This lesson introduces essential tools for developing deep learning projects to promote code reproducibility and reusability. We will cover three open-source tools: (1) Git, (2) Docker, and (3) Hydra . The choice of tools is questionable but offers a good compromise between practicality and educational needs.
You can run this project in any local environment. Just as an example, you may choose an Anaconda virtual enviroment. If so, you can create a virtual environment with the following command:
conda create -n reprodl python=3.12 pip; conda activate reprodl
and install all the requirements.
pip install -r requirements.txt
You can move through existing branches using Git.

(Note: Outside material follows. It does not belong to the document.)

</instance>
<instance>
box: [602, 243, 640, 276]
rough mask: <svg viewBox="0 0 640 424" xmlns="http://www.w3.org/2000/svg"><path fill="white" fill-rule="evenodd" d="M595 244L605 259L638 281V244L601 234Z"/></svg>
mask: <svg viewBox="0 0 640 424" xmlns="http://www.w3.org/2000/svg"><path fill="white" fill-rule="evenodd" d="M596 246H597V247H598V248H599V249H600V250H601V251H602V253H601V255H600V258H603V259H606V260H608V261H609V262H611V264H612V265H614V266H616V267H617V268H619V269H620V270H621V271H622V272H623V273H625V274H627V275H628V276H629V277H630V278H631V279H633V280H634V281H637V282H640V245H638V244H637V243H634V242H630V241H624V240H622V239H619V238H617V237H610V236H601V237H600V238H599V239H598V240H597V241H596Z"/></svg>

git checkout existing_branch
We will end up with the following branches.
Branch | Content |
---|---|
main | It's our starting point, which contains just a notebook. |
step1_going_modular | In this step, we will rewrite our notebook to make our code modular. We will end up moving all code in separate files. |
step2_docker | We introduce a Dockerfile and isolate our code from the OS. |
step3_hydra | In this final step, we want to make our code more easily configurable. We will remove all variables and move them to a dedicated file. |
In this lesson, we saw some very simple tools with which you can improve the reproducibility, portability, and reuse of your Deep Learning projects. Remember that there are dozens of other tools for every step of your project. Here are some ones:
- DVC: it allows to track your data changes. You can think about it as a Git for data.
- Docker Hub: you can publish your Docker images in public repositories the same way you publish code on Github.
- Weights&Biases: it is a very simple and powerful tool to log all your experiments and parameters on a dashboard in the cloud.
- MLFlow: it allows to keep track of your model versions as well as logging your training parameters.